Kuhns wohl zentrale Einsicht besteht darin, dass Wissenschaft zu jeder Zeit irgend welchen Paradigmata unterworfen ist. Was unter dem Wort “Paradigma” genau verstanden sein soll, hat er allerdings nie genau definiert, und es wurde einmal herausgearbeitet, dass er dieses Wort in 22 verschiedenen Weisen gebraucht haben soll. Ihn selber hat es offenbar nicht besonders interessiert, was dieses Wort genau bedeuten möge, also eine exakte Definition anzustreben. Darin liegt er ganz auf einer Linie mit Goethe und Steiner, die von Definitionen ebenfalls wenig bis nichts hielten. Innerhalb einer Theorie mögen Definitionen wichtig sein, aber bei einer vorbehaltlosen wissenschaftlichen Untersuchung irgendeiner gegebenen Realität sollten Worte idealerweise nur Hinweise darauf sein, was ein anderer Betrachter auch vorfinden und denken kann.

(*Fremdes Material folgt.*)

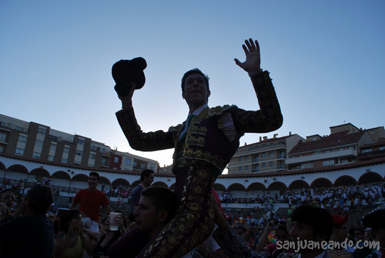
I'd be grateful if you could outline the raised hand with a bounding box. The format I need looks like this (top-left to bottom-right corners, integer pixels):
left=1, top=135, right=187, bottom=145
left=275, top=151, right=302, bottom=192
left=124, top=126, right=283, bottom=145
left=234, top=38, right=262, bottom=76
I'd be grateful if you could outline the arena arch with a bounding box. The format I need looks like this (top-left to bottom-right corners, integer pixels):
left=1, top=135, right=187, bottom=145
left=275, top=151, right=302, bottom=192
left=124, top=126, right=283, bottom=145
left=358, top=172, right=384, bottom=185
left=29, top=168, right=51, bottom=181
left=99, top=176, right=111, bottom=185
left=267, top=182, right=287, bottom=194
left=310, top=177, right=333, bottom=188
left=131, top=180, right=141, bottom=189
left=289, top=180, right=310, bottom=190
left=227, top=183, right=246, bottom=192
left=71, top=174, right=88, bottom=183
left=151, top=181, right=168, bottom=188
left=334, top=176, right=357, bottom=186
left=51, top=171, right=71, bottom=180
left=112, top=178, right=130, bottom=186
left=7, top=165, right=28, bottom=175
left=213, top=184, right=226, bottom=193
left=246, top=183, right=266, bottom=192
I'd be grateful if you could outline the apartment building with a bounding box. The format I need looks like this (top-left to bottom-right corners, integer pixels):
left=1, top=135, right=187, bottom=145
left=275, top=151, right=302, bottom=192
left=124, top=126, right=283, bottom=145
left=286, top=123, right=385, bottom=170
left=228, top=123, right=385, bottom=174
left=227, top=133, right=304, bottom=174
left=0, top=114, right=159, bottom=172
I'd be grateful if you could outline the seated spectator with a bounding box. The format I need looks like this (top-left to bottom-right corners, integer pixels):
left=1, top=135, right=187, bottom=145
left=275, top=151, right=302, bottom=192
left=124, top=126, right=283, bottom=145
left=255, top=221, right=292, bottom=257
left=362, top=210, right=385, bottom=258
left=53, top=210, right=97, bottom=258
left=0, top=189, right=16, bottom=223
left=106, top=187, right=226, bottom=258
left=213, top=206, right=333, bottom=258
left=0, top=185, right=54, bottom=258
left=106, top=187, right=177, bottom=258
left=84, top=211, right=127, bottom=258
left=327, top=214, right=354, bottom=258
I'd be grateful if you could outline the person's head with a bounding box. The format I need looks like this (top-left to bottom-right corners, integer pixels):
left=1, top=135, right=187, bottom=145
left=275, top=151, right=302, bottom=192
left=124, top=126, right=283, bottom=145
left=140, top=169, right=154, bottom=187
left=0, top=203, right=9, bottom=224
left=0, top=189, right=16, bottom=210
left=275, top=224, right=290, bottom=241
left=58, top=210, right=82, bottom=233
left=290, top=205, right=333, bottom=253
left=88, top=171, right=100, bottom=191
left=354, top=228, right=365, bottom=241
left=181, top=68, right=211, bottom=112
left=330, top=214, right=348, bottom=242
left=362, top=209, right=385, bottom=245
left=134, top=186, right=177, bottom=237
left=20, top=185, right=53, bottom=215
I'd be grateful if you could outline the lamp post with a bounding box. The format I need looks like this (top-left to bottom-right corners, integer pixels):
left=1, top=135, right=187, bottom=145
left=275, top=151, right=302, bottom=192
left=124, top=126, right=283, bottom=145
left=246, top=191, right=247, bottom=207
left=68, top=179, right=72, bottom=194
left=2, top=172, right=7, bottom=186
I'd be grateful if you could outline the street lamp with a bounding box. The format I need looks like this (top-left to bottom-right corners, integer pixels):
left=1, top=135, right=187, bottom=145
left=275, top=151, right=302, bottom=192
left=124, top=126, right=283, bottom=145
left=2, top=171, right=7, bottom=186
left=246, top=191, right=247, bottom=207
left=68, top=179, right=72, bottom=194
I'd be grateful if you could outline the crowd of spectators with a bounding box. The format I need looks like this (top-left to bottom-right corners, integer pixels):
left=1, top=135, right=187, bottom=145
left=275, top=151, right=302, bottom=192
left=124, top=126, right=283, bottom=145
left=0, top=177, right=384, bottom=257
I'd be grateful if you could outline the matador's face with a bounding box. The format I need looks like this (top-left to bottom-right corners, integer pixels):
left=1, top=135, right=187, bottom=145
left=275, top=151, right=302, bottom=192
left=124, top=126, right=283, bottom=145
left=182, top=73, right=210, bottom=112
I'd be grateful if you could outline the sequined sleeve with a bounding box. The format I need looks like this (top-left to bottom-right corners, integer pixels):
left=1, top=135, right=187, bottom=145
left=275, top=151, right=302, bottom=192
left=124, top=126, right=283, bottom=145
left=233, top=71, right=283, bottom=133
left=116, top=108, right=181, bottom=151
left=213, top=226, right=270, bottom=258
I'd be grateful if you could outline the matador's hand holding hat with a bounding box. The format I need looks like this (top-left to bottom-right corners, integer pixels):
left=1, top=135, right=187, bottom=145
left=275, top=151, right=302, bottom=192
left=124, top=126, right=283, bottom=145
left=112, top=57, right=147, bottom=97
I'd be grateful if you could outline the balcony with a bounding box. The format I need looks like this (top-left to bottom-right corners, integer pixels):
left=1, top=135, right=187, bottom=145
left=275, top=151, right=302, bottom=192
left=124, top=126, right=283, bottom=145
left=286, top=149, right=357, bottom=165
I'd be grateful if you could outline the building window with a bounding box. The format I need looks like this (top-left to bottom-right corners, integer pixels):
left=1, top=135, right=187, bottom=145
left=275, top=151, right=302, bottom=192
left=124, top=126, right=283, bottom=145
left=0, top=133, right=7, bottom=142
left=322, top=159, right=334, bottom=166
left=37, top=127, right=46, bottom=135
left=302, top=163, right=314, bottom=168
left=15, top=126, right=24, bottom=132
left=19, top=135, right=27, bottom=142
left=49, top=144, right=56, bottom=152
left=15, top=149, right=24, bottom=155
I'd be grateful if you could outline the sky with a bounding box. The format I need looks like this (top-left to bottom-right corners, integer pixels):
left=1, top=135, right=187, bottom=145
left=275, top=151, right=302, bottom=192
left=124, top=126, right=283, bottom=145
left=0, top=0, right=385, bottom=166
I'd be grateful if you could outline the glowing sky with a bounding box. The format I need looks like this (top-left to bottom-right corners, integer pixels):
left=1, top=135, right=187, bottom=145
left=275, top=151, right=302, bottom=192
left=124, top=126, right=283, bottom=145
left=0, top=0, right=385, bottom=166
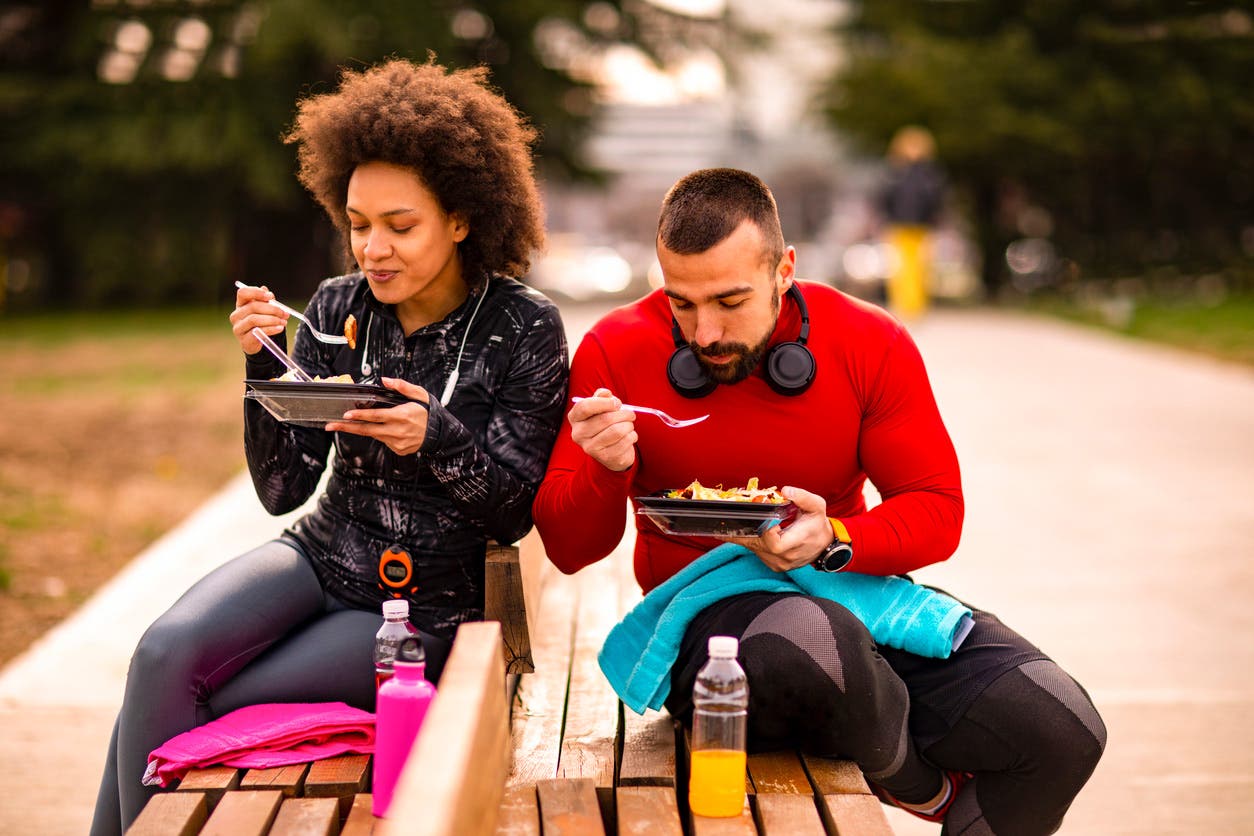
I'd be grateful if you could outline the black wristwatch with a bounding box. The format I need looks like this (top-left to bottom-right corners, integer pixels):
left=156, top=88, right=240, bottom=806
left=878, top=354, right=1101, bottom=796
left=810, top=519, right=854, bottom=572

Im wissenschaftlichen Alltag wird dieses Ideal natürlich höchst selten realisiert. Kaum ein Wissenschaftler ist je so frei, ein ihm mitgeteiltes Wort anders als innerhalb der wenigen ihm geläufigen Definitionen zu interpretieren. Und damit ist der Blick des geneigten Lesers auf eine der Möglichkeiten gelenkt, wie Paradigmata wirken können.

Zu Beginn kann ein neues Paradigma einfach in einer bahnbrechenden wissenschaftlichen Publikation bestehen. In solch einer Publikation können neue Fragen aufgeworfen sein, die bisher so nicht gestellt wurden. Es kann eine neue, bisher nicht übliche Betrachtungsweise entwickelt werden. Es können Begriffe anders verwendet werden, als es bisher gängig war, und auf diese Weise können Zusammenhänge, die nach den bisherigen Gepflogenheiten - im Rahmen des bisher maßgebenden Paradigmas - nicht als wichtig erachtet wurden, in den Vordergrund rücken. Oft sind es auch neue Methoden des Experiments, der Datenerfassung usw., die ein neues Paradigma ausmachen oder wesentlich zu ihm beitragen.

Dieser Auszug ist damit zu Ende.